Il Consiglio dei ministri sul Recovery plan è slittato ancora. La riunione, che era stata fissata alle 10, non è ancora iniziata e dovrebbe tenersi nel pomeriggio, anche se non è escluso che venga spostato a domani mattina. Il tempo stringe: il testo completo dovrà essere inviato all'Ue entro il 30 aprile

A Palazzo Chigi e al Mef si lavora ancora per aggiustare le tabelle mentre continuano le interlocuzioni tecniche con Bruxelles. La questione su cui cera maggiore incertezza è la proroga del Superbonus al 100% fino al 2023, su cui è forte il pressing del M5s e del Pd, ma anche di Forza Italia. Quest'ultimo spinge anche per inserire nel Piano nazionale di ripresa e resilienza condizionalità per l'occupazione di donne e giovani.

Il rischio era che la coperta del provvedimento fosse troppo corta per includere anche il Superbonus al 110%. Al momento infatti nel Pnrr sono previste le coperture solo fino al 2022. Pare però potrebbe essere stato raggiunto un accordo: la copertura per l'estensione della misura al 2023 non verrà inserita nel Recovery plan, ma il presidente del Consiglio Mario Draghi, secondo quanto si apprende da fonti vicine al dossier, ha fatto sapere che prenderà l'impegno di garantirle in fase di elaborazione della prossima manovra di bilancio in autunno. Una garanzia che potrebbe essere offerta sia in Consiglio dei ministri che nel discorso che il presidente del Consiglio terrà alle Camere lunedì e martedì.

Ma già oggi la delegazione pentastellata, prima del Consiglio dei ministri, annuncia che "dopo settimane di lavoro, siamo contenti di constatare che nel Pnrr ci siano oltre 10 miliardi di euro per il Superbonus. Inoltre nel fondo investimenti ci sono altri 8 miliardi di euro. La delegazione del Movimento 5 stelle in Cdm chiederà garanzie nero su bianco affinché nei prossimi provvedimenti economici venga prorogato al 2023".

A sostegno del prolungamento della misura è sceso in campo anche l'ex premier Giuseppe Conte: "La transizione ecologica è una priorità sia per me che per il Movimento 5 stelle. È un'occasione imperdibile per il nostro Paese e non può essere rimandata per difetto di lungimiranza o carenza di volontà politica", ha scritto su Facebook.

"In quest’ottica, il superbonus 110% è una misura fondamentale per consentire non solo di salvaguardare il nostro Pianeta e abbattere in modo significativo le emissioni, ma anche per permettere a milioni di famiglie di risparmiare sui costi dell’energia e di rendere più sicure le proprie case sul piano antisismico. Non solo, con il superbonus si sta investendo su un patrimonio immobiliare vetusto, si stanno creando migliaia di posti di lavoro con cantieri diffusi su tutto il territorio. Ad oggi, nonostante le difficoltà create dalla pandemia, sono stati avviati già oltre 10.000 cantieri in tutta Italia per un valore superiore al miliardo di euro.La presenza del superbonus nel Piano nazionale di ripresa e resilienza è quindi essenziale", ha detto ancora l'ex premier Conte.

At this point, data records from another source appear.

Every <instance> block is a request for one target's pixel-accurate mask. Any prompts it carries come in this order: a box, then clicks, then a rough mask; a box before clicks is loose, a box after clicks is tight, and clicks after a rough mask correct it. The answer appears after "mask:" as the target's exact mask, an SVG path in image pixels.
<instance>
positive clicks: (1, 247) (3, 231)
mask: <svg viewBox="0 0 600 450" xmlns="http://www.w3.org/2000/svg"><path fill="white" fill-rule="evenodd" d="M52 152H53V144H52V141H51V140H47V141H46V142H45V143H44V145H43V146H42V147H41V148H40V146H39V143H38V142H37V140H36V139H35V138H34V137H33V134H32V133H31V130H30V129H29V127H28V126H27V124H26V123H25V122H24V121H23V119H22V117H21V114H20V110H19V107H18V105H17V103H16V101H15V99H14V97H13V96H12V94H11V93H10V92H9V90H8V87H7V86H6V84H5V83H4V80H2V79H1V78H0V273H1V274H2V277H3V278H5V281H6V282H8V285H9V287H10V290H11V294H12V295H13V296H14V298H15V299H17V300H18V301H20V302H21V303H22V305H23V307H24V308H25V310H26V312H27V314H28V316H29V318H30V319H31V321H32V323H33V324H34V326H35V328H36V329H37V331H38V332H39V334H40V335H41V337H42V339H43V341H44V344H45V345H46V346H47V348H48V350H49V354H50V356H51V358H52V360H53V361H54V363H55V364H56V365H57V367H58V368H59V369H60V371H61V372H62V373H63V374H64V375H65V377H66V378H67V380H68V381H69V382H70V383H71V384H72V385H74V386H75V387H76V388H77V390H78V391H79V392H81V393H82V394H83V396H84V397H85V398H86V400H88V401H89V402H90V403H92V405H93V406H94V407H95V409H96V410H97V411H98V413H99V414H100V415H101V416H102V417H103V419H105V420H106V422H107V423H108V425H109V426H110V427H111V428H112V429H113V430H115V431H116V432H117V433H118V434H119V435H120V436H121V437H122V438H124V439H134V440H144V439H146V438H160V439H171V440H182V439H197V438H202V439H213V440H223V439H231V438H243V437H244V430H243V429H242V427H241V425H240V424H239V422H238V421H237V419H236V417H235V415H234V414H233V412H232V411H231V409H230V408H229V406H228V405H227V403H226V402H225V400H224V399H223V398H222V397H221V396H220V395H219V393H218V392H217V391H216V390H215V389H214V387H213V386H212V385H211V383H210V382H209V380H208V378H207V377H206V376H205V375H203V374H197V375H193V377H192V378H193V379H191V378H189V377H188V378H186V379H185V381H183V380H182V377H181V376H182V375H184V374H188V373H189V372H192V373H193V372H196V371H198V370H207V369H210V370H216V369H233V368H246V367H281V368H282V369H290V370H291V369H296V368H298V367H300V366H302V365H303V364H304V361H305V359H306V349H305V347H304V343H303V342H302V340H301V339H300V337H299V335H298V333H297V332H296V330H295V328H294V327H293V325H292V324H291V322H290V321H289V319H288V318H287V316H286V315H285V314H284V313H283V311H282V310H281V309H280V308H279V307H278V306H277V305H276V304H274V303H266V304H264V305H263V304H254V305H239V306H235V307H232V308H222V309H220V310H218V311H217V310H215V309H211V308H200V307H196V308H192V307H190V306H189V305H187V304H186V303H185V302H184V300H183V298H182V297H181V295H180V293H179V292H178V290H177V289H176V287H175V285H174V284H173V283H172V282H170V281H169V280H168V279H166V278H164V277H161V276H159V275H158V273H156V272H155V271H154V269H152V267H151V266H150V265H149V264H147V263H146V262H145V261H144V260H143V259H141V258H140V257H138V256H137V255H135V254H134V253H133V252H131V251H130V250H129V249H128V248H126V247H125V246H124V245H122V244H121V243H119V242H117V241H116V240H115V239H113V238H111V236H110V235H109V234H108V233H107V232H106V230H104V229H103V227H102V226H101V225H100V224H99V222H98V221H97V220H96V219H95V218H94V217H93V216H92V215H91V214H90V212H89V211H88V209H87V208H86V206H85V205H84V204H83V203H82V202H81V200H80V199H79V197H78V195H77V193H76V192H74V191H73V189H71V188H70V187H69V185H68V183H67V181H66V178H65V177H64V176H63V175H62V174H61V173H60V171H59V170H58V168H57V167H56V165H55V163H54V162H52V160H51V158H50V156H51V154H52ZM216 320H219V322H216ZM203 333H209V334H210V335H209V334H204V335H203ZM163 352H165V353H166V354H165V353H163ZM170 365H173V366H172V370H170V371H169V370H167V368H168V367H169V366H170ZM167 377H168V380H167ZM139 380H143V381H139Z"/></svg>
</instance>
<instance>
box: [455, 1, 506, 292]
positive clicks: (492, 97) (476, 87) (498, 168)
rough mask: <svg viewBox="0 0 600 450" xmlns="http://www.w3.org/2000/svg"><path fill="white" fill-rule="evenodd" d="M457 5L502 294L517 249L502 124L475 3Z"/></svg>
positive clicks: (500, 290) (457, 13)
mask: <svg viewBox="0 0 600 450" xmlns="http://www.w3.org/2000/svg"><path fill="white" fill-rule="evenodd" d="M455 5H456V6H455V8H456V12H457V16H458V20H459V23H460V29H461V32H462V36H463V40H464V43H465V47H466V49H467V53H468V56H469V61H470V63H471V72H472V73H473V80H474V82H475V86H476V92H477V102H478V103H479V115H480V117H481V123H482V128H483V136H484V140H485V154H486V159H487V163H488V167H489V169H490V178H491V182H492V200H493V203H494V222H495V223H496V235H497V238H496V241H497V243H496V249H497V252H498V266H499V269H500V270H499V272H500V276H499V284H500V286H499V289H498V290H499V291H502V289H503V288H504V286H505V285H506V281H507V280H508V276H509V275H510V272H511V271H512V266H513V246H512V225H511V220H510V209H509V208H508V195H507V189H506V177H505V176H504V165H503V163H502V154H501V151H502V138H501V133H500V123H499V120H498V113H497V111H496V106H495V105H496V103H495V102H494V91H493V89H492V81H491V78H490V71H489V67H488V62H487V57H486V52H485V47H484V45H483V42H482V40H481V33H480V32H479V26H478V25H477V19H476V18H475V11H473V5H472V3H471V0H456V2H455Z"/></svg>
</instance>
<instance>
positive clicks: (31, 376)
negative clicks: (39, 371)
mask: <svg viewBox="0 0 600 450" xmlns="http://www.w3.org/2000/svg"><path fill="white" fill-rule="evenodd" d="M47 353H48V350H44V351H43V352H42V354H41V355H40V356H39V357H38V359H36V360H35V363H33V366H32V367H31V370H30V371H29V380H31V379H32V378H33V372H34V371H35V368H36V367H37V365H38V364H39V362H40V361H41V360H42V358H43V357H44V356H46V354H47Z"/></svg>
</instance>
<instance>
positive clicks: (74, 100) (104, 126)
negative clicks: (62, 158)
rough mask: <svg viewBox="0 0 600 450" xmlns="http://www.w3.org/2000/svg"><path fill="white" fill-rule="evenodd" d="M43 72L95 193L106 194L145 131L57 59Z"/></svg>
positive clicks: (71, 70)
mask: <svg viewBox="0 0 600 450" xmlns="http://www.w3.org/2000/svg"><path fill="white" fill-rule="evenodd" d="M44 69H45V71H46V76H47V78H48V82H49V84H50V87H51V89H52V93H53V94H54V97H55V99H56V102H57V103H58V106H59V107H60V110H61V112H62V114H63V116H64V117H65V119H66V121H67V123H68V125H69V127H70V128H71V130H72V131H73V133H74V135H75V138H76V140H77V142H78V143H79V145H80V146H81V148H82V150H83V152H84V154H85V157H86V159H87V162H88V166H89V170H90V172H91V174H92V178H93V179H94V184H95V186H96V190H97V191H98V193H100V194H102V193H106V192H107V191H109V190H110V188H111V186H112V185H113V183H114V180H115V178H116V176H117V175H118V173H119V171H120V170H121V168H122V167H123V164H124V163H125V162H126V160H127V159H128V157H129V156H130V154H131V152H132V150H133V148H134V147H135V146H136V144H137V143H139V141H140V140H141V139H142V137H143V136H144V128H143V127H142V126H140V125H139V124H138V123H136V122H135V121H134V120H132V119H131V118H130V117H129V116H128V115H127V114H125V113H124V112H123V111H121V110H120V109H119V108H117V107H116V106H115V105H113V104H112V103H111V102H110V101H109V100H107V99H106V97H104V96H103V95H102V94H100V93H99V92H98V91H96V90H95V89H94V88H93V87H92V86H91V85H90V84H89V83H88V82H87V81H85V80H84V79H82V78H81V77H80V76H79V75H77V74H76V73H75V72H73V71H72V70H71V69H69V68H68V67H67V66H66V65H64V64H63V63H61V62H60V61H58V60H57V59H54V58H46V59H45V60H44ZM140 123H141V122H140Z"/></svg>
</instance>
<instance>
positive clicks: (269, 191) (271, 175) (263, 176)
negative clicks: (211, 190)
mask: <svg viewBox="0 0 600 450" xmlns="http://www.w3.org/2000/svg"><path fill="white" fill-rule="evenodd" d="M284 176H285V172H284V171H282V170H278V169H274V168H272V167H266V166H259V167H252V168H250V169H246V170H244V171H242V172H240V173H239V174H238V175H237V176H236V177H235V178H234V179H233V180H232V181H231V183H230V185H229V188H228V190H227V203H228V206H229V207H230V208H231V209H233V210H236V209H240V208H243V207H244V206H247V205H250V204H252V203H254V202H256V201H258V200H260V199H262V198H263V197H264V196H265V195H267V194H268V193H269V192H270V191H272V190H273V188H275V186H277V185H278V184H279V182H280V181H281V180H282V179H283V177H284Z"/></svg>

"Stiamo per ultimare il Pnrr, il Piano Nazionale di ripresa e resilienza, che significa utilizzare oltre 200 miliardi del Recovery plan per avviare progetti di rilancio del Paese e creare nuovi posti di lavoro. Sono già previsti anche ulteriori 18 miliardi per il Superbonus 110%, più di 10 nel Pnrr e 8 nel fondo investimenti. È una misura voluta fortemente dal MoVimento 5 Stelle che va sostenuta da tutti e di cui siamo molto contenti. Inoltre, come ha detto il Ministro dell'Economia Daniele Franco, nei prossimi provvedimenti verranno stanziati i fondi per prorogare fino al 2023 il Superbonus. E oggi nel Consiglio dei Ministri chiederemo garanzie", ha scritto su Facebook il ministro degli Esteri Luigi Di Maio.

"Lavoriamo con serietà – aggiunge – lo dobbiamo a tutte quelle persone che continuano a salvare vite umane, perché ancora oggi il Covid provoca vittime e sofferenza. Davanti a noi abbiamo qualcosa di molto più grande. Abbiamo la nostra Nazione, abbiamo il nostro futuro".